Autonomous Action
- Abbreviation: AD
- Established: 25 January 2002; 24 years ago
- Type: Publishing group
- Headquarters: Krasnodar (until 2005) Moscow (from 2005)
- Location: Russia;
- Main organ: Avtonom
- Website: avtonom.org

= Autonomous Action =

Russian anarchist group

Autonomous Action (Автономное действие; АД; AD) is a Russian libertarian communist publishing group. Established in January 2002 as a federation of anarchist groups, it published the Avtonom magazine, coordinated anti-fascist patrols and organised veches as forms of popular assembly. The organisation faced repression from the Putin administration, which surveilled its members and deported one of its leading organisers. In 2013, the organisation split, with a number of members forming People's Self-Defense (NS). By the end of the 2010s, the organisation had been weakened substantially and reorganised into a small media group, focused on the Avtonom magazine and website.

==History==
During the 1980s, Russian anarchists formed a number of social networks, which by the 1990s had coalesced into the Russian autonomous movement. In 1995, anarchists in the Kuban region began publishing the magazine Avtonom, which over time expanded to become a periodical that represented the entire Russian autonomous movement. It has since become Russia's oldest continuously-published anarchist periodical, having published 38 issues as of 2019.

From 1999 to 2002, anarchist and environmentalist groups from throughout Russia held a series of meetings, which the aim of forming a national organisation. In January 2002, delegates met at a congress in Nizhny Novgorod, where Autonomous Action (Автономное действие; AD) was established. In its founding manifesto, the AD proclaimed its opposition to the state and capitalism and its advocacy of libertarian communism. It also emphasised its opposition to fascism, racism and nationalism, which it considered to be a method used by the rich and powerful to divide and rule people of different nationalities and ethnicities.
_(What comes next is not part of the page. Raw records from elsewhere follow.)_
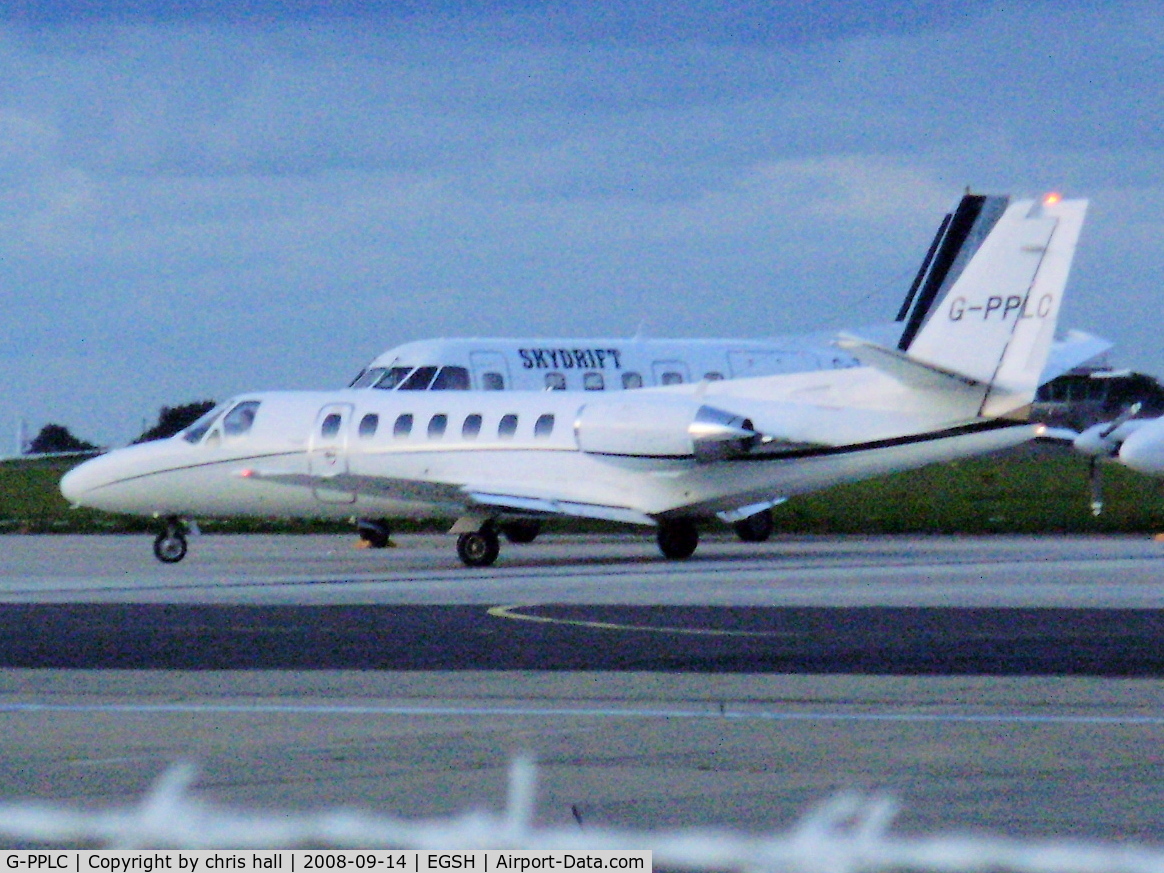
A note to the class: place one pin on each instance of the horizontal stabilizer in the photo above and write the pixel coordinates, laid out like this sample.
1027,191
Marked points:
901,367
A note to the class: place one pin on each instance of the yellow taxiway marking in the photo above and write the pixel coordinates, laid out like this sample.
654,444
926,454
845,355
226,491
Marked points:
509,612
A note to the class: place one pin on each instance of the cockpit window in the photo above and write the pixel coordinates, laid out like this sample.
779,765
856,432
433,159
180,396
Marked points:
419,378
392,377
331,426
452,378
239,420
198,430
367,378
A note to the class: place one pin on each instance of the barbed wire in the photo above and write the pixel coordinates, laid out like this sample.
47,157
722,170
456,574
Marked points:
849,834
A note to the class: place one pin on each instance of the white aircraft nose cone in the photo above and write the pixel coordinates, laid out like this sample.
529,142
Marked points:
80,480
1144,449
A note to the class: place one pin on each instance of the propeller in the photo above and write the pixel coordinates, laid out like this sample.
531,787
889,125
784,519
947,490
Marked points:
1097,442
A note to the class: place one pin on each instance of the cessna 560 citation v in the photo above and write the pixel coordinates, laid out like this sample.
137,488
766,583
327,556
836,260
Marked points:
956,385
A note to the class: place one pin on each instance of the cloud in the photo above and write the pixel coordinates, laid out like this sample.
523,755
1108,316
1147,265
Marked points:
194,201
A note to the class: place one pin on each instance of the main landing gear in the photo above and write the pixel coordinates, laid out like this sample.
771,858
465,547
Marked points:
478,548
170,545
678,538
375,532
481,547
754,529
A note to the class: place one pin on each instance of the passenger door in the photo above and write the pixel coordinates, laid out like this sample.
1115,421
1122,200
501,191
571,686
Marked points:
669,373
489,371
327,453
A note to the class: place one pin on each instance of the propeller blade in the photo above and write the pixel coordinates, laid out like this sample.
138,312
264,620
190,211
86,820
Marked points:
1095,484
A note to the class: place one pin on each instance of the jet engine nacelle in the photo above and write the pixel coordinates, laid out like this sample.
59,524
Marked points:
664,427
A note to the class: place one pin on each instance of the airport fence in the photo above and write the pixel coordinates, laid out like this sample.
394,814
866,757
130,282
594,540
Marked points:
850,834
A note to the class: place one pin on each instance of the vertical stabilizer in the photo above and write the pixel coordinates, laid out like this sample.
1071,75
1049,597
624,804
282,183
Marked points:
996,321
958,239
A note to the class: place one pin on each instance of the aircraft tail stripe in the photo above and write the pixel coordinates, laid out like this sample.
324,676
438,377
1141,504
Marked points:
923,269
957,233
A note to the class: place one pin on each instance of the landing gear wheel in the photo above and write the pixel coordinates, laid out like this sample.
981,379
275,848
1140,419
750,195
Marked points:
170,545
522,531
375,532
754,529
477,548
678,539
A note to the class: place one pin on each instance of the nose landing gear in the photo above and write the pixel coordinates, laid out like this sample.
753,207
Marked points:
170,545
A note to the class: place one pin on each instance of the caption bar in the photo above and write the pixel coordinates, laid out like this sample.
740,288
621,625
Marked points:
491,860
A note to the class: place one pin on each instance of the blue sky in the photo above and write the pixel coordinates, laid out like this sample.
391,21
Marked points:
203,198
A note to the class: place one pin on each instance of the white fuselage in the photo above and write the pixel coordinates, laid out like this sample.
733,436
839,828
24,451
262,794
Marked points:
626,456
Avtonom was made the official organ of the new organisation and it set up the website avtonom.org, where internet users could self-publish their own articles; Russian courts later deemed the publication to be "extremist" and banned it from distribution.

In the first years of its existence, the AD established "anti-fascist patrol groups" to provide a physical resistance to Russian nationalists, forming the foundation of the Russian anti-fascist movement. Antifa in Russia has thus taken on a largely anarchist character. During the 2000s, activists from the AD organised regular veches (popular assemblies), which they used to organise actions and resolve internal conflicts. In 2005, sustained political repression against the organisation forced the editorial team of Avtonom to move its headquarters from Krasnodar to Moscow. By the 2010s, several activists were reporting that they suspected they were under state surveillance. In 2012, the Russian state annulled the residence permit of Avtonom editor Antti Rautiainen and deported him to Finland, causing the AD to lose one of its leading organisers. In March 2013, the national anarchist organisation Volnitsa disbanded itself and some of its left-wing members, led by Kirill Banshantsev, joined AD.

In 2013, the AD experienced a split; a number of revolutionary activists broke away from AD and formed People's Self-Defense (NS). While NS focused exclusively on class conflict, AD insisted that left-wing activists also ought to combat homophobia, racism and sexism. The split substantially weakened the AD, while the left-libertarian movement as a whole experienced significant repression from the Putin administration following the outbreak of the Russo-Ukrainian War. By 2019, AD had redefined itself as a "libertarian media group" which had grown out of the autonomous movement. Avtonom largely became focused on the international anarchist movement, having grown pessimistic about the state of left-wing politics in Russia. When the AD held lectures in the late 2010s, they did so under the protection of human rights organisations in order to keep their participants safe.